The book opens in Hannibal, Missouri, when a 15-year-old white girl, Sarah-Mary, reluctantly agrees to aid a fugitive woman of Middle Eastern descent escape to Canada. This woman takes an alias, Chloe, and is on the run for breaking a new American law requiring Muslims to register with the government.
As they travel north to the border, Sarah-Mary and Chloe--in danger of being exposed when they check into motels--pass time in roadside cafes, hitch rides, and finally, seek passage across the Canadian border. Sarah-Mary questions her loyalty to Chloe again and again because the larger forces at play are beyond her understanding. But she is also impressionable and adopts the passion of the newly converted when she comes to understand the precarious circumstances Chloe is in.

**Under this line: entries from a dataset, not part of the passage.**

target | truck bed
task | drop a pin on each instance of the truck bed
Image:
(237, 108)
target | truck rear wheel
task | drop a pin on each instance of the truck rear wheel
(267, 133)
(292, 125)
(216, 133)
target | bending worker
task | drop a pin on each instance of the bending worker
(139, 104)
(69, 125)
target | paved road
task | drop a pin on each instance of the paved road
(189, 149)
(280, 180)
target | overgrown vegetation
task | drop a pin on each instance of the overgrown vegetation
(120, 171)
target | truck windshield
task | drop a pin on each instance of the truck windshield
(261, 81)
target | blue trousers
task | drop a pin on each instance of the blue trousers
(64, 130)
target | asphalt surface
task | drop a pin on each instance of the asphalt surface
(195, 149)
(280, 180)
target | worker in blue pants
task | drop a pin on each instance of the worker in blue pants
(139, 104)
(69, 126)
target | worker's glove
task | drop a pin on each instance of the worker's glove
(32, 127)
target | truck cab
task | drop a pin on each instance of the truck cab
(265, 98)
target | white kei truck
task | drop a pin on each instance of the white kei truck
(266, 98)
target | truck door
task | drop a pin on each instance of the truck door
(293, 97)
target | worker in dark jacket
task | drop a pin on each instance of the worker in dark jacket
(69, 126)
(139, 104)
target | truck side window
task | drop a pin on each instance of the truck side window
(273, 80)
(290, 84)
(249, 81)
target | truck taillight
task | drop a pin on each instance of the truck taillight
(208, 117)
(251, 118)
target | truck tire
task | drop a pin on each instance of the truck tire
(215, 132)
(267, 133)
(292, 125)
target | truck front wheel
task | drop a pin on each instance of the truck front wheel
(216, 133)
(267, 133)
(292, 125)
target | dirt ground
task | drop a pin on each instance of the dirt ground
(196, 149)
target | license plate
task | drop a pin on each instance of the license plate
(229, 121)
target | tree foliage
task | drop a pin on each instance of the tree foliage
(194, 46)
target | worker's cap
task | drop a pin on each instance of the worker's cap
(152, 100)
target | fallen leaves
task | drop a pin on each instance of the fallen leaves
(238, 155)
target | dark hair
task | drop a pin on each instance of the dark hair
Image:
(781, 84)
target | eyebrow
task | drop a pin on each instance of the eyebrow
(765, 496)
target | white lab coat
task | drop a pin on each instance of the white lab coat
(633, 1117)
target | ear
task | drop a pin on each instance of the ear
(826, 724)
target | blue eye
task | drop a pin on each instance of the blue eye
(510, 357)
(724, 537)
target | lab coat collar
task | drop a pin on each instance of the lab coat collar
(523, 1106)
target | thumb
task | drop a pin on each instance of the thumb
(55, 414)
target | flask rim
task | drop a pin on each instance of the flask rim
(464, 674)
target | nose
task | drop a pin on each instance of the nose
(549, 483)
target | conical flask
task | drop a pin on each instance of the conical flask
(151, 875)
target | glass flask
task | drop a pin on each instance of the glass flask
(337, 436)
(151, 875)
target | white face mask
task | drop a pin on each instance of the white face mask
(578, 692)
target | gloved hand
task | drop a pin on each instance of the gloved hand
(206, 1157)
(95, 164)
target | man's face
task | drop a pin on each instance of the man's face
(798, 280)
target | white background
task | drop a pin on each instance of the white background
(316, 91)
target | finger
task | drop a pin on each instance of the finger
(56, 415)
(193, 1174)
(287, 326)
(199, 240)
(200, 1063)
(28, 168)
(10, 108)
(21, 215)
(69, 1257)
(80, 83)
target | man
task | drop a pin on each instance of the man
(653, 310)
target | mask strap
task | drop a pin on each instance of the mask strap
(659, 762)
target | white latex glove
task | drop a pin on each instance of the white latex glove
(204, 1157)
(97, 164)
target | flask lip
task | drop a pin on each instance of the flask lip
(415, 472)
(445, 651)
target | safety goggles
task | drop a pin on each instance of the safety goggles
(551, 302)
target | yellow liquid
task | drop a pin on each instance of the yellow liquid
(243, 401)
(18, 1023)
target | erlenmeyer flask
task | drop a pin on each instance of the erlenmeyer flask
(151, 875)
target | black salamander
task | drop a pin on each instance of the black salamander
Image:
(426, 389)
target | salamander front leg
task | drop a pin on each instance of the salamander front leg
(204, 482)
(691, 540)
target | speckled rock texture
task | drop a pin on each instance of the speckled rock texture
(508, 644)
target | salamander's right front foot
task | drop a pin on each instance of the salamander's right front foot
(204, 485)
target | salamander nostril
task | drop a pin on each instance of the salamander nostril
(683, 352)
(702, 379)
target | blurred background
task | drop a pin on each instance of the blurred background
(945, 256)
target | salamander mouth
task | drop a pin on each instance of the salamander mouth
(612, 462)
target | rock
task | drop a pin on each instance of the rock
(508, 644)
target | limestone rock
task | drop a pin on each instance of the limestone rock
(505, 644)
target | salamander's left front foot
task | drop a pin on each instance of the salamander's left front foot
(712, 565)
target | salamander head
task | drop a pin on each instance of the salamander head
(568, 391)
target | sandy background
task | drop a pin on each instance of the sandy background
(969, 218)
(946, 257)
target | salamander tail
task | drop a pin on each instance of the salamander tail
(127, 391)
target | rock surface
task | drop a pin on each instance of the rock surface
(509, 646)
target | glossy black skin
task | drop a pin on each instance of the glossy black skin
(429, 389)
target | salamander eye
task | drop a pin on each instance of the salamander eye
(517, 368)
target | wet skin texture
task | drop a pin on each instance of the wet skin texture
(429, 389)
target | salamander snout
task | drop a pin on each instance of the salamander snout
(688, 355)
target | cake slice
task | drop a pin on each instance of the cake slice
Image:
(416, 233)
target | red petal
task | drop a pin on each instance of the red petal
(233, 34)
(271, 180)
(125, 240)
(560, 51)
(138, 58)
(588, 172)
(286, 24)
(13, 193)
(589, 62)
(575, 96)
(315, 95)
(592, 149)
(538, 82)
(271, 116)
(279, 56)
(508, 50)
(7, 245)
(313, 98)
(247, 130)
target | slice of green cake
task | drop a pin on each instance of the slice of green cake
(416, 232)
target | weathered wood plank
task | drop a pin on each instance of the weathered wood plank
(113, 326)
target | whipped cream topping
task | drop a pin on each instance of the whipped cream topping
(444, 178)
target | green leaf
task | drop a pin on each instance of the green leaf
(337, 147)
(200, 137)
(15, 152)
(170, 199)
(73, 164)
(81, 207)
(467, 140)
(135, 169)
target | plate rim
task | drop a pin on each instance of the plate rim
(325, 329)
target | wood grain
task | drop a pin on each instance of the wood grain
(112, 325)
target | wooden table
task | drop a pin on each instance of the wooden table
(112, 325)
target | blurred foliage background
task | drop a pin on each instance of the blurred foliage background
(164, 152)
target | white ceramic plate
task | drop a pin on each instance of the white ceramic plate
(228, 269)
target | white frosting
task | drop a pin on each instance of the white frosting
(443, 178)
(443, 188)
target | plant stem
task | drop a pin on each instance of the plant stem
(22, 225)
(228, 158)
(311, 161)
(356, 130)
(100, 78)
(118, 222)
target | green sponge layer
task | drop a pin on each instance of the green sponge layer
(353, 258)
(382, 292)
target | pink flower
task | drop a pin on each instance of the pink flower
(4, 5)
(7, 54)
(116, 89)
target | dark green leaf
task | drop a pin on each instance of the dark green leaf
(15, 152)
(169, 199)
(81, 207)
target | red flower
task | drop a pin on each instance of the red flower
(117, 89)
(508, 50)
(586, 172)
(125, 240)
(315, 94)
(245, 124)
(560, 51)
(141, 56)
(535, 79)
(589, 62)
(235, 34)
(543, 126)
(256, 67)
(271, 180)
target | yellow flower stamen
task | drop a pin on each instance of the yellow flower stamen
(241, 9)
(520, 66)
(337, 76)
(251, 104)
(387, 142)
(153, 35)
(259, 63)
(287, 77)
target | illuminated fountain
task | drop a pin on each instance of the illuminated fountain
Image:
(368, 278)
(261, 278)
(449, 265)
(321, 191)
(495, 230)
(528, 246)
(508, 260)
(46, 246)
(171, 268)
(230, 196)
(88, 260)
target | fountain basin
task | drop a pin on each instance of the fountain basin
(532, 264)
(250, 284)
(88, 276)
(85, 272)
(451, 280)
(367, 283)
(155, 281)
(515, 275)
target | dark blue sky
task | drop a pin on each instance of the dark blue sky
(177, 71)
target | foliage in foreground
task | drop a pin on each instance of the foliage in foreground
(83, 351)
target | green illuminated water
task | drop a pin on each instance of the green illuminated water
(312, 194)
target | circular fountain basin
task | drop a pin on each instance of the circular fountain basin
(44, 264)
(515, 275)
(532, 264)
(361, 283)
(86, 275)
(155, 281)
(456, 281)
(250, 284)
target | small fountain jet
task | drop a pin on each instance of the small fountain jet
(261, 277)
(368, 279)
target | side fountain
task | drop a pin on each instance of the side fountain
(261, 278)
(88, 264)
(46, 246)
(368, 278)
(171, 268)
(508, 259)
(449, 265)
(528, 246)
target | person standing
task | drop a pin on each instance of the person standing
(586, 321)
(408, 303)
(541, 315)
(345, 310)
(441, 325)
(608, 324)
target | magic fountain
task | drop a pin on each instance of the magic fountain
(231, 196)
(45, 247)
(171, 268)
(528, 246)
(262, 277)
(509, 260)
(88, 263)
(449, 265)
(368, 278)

Moriarty’s book has something else in common with Huck Finn: controversy. She has been accused of cultural appropriation because she’s written a white savior story featuring a Muslim American from the Middle East. Zadie Smith recently made an argument in support of all storytellers: As an artist, she wants to get into the head of every size, shape, and color of person. However, as a reader she doesn’t have to read anything she chooses not to.
I chose to read this novel expecting a great story and it delivered. I was also immersed in the fragile world of two Americans who get deeply into the other’s head, resulting in growth, empathy and understanding.